В этом ужасающем хаосе сил жизненный инстинкт стремится утвердить себя с особенной энергией и ищет мотивов прочной веры. Нам нужна горячая уверенность, высшие поводы для того, чтобы бороться и жить, своеобразные категорические императивы. Раз мы не имеем бога — нам нужны божественные идеалы. Раз мы покинули старые соборы — нам нужно построить новые храмы».

Конечно, в этой восторженной речи молодого поэта многое очень зелено и может быть принято только с оговоркой. Но думается, что настроение молодых поэтов ухвачено здесь чрезвычайно верно, и связь между ним и более глубоким идейно–эмоциональным миром, созданным Верх арном, не может быть отрицаема.

В последних книгах Верхарна, с содержанием которых мы хотим коротко познакомить читателя, он найдет в прочной связи друг с другом и своеобразную, очень глубокую гносеологию, и энергетическую мораль, и яркую определенность отношения личности к человечеству в его прошлом, настоящем, будущем и к природе.

Мне хочется попытаться начертать нечто вроде системы опираясь на значительнейшие в этом отношении лирические и эпические произведения Верхарна.

Мне кажется, что лучшим подходом для этого будет знакомство со своеобразной теорией познания, которой Верхарн посвятил немало внимания.

Для человека, в такой огромной мере захваченного картиной человеческого прогресса, столь влюбленного во все человеческие дарования, столь остро пережившего период глубокого пессимизма и неверия в жизнь, кризис, переживаемый ныне идеями разума и истины, не мог остаться незамеченным, не мог не найти в нем соответственной оценки. Идея абсолютной истины, уже давно хворавшая, может считаться в наше время окончательно погребенной. Для иных современный прагматизм, критический реализм и т. п. течения в теории познания означали удар по самому разуму. Идея относительности познания казалась великолепным оружием против ненавистного интеллекта и прекрасным поводом к восстановлению престижа разных интуиции, оправдывавших всевозможные реакционно–фантастические перемирия и соглашения с отжившим миросозерцанием.

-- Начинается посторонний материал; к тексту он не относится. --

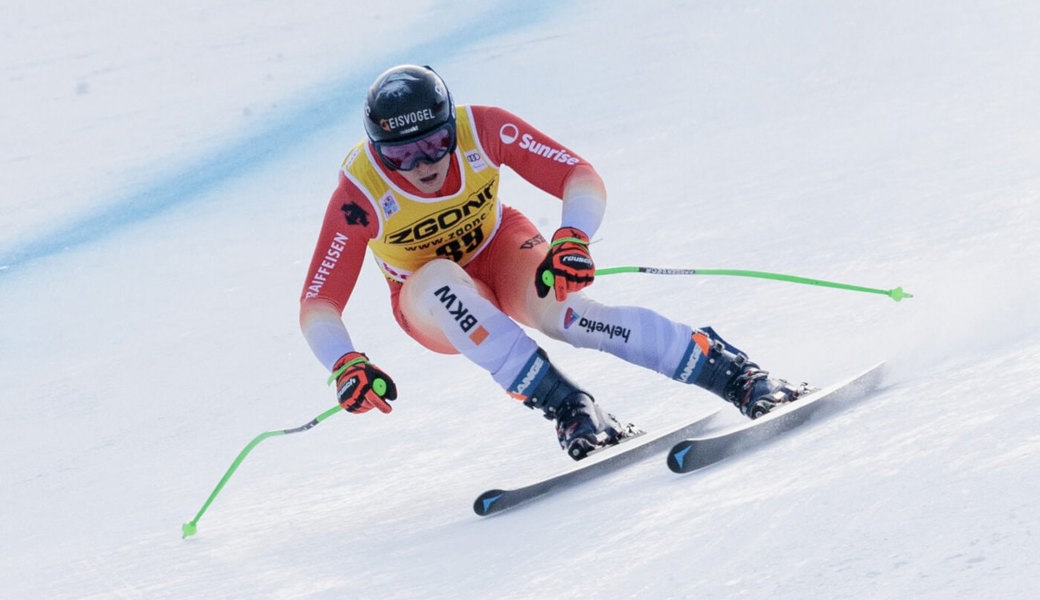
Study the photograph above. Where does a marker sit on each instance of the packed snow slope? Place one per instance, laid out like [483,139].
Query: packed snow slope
[164,171]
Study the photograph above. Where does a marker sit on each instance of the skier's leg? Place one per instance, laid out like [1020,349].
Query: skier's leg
[443,308]
[634,334]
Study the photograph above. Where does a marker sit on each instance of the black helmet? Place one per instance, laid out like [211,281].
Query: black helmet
[407,102]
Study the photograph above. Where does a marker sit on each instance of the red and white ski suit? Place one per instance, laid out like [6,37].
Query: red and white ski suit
[461,265]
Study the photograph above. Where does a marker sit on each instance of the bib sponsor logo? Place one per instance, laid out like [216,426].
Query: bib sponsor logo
[475,160]
[451,222]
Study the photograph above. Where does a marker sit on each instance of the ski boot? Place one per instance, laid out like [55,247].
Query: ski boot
[581,426]
[727,372]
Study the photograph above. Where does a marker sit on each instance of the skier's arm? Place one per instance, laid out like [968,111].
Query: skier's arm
[545,163]
[333,272]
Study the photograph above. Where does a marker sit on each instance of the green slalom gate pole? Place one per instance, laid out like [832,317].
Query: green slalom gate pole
[894,293]
[191,526]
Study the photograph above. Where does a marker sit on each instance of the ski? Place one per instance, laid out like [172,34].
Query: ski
[595,465]
[699,452]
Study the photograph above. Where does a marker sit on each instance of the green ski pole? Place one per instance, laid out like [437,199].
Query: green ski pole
[894,293]
[191,526]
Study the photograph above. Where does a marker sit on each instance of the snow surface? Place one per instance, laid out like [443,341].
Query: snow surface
[165,166]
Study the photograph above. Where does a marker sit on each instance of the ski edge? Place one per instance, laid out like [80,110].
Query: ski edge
[497,500]
[850,389]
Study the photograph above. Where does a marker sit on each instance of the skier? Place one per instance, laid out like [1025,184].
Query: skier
[466,271]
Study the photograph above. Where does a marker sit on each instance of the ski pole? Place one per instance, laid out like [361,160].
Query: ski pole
[894,293]
[190,527]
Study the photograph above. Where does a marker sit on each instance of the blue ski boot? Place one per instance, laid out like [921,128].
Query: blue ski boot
[581,426]
[726,371]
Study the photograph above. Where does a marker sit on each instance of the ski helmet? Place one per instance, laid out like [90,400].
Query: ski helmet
[407,102]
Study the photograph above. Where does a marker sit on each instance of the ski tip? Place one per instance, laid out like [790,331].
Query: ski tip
[487,502]
[677,457]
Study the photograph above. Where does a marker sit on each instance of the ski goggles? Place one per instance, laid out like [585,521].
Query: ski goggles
[407,155]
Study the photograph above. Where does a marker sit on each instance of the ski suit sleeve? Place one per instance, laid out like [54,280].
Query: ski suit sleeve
[545,163]
[334,270]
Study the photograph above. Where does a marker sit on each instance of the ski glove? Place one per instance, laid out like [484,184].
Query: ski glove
[568,266]
[361,386]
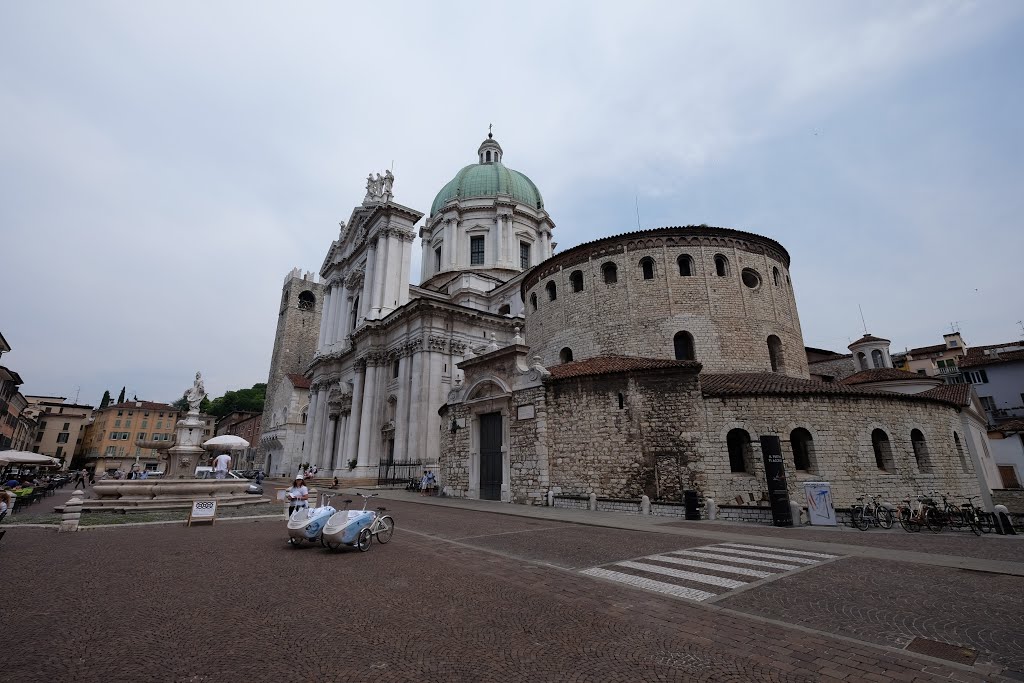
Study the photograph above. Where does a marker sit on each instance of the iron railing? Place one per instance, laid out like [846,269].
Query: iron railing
[390,473]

Когда Якоби предложил Лессингу сделать небольшой скачок от критики к вере, Лессинг отказался, заявив: «Для таких сальто–мортале у меня слишком тяжелая голова».6

У иных мыслителей нашего времени, после окончательного разрыва с идеей абсолютной истины, голова сделалась настолько легкой, что они способны на самые грациозные тройные сальто–мортале.

Между тем надо серьезно отличать два рода бунта против интеллектуализма. Один — глубоко прогрессивный — отводит интеллекту определенные и притом в высшей степени важные рамки, но воспрещает ему выход за пределы реальности в гибельную пустоту, делает его главным слугою воли, лишь в этой последней с ее неутомимым творчеством, в ее трудовом выражении находит подлинную опору нового миросозерцания, нового мирочувствования.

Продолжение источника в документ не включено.